A 3D structure of chromatin plays a key role in genome function, including gene expression, DNA replication, chromosome segregation, and DNA repair. Furthermore, the location of genomic loci within the nucleus, especially relative to each other and nuclear structures such as the nuclear envelope and nuclear bodies strongly correlates with aspects of function such as gene expression.

Therefore, determining the 3D position of the 6 billion DNA base pairs in each of the 23 chromosomes inside the nucleus of a human cell is a central challenge of biology. Recent advances of super-resolution microscopy in principle enable the mapping of specific molecular features with nanometer precision inside cells.

Combined with highly specific, sensitive and multiplexed fluorescence labeling of DNA sequences this opens up the possibility of mapping the 3D path of the genome sequence in situ. To test our approach, they develop a method for the simulation of DNA in an idealized human nucleus. The primary nucleic acid sequence of the human genome is not sufficient to understand its functions and their regulation.

Fitting the 6 billion basepairs or approximately 2 m of double-helical DNA into an approximately ten μm radius nucleus requires tight packing of DNA into chromatin, where about 150 bp of DNA are wrapped around cylindrical nucleosome core particles, which in turn can be tightly packed due to interspersed flexible linker DNA.

Also, each chromosomal DNA molecule occupies a discrete 3D volume inside the nucleus, and the arrangement of these chromosome territories is non-random and changes with cell differentiation. Structural biology techniques, such as electron microscopy, crystallography, and NMR have given atomic-level insights into the physical structure of the DNA double helix and the nucleosome.

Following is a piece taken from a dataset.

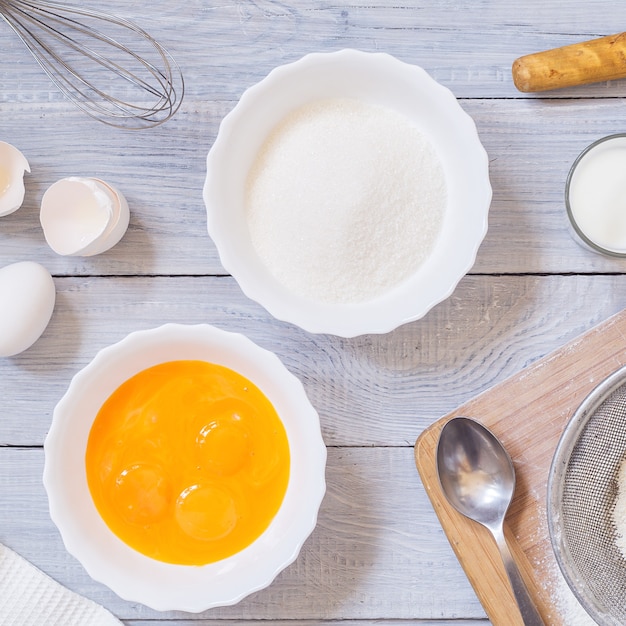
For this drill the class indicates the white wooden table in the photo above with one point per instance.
(378, 554)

Recent developments in light microscopy techniques, collectively called super-resolution microscopy, can determine the position of single fluorescent molecules with a precision of a few nanometers, much below the diffraction barrier.  They have simulated chromosomal DNA molecules and used a challenging density in the simulated nucleus. However, our simulation is coarse-grained and does not at this time take into account some known properties of chromatin.

One important feature not considered is the known structural heterogeneity of chromatin packing of different genomic sequences, for example, eu- and heterochromatic domains or TADs. Super-resolution microscopy of thousands to millions of in situ genome sequence probes to provide accurate physical reconstructions of 3D chromatin structure at the chromosomal scale in single human cells. 

The study shows that near complete resolution of a chromosome with 10 kb resolution can be achieved with realistic microscope resolution and fluorescent probe multiplexing parameters. Extensions to this method such as leveraging between nucleus consistency effects and using a likelihood-based scheme will allow even more sophisticated modeling of experimental error sources in the future.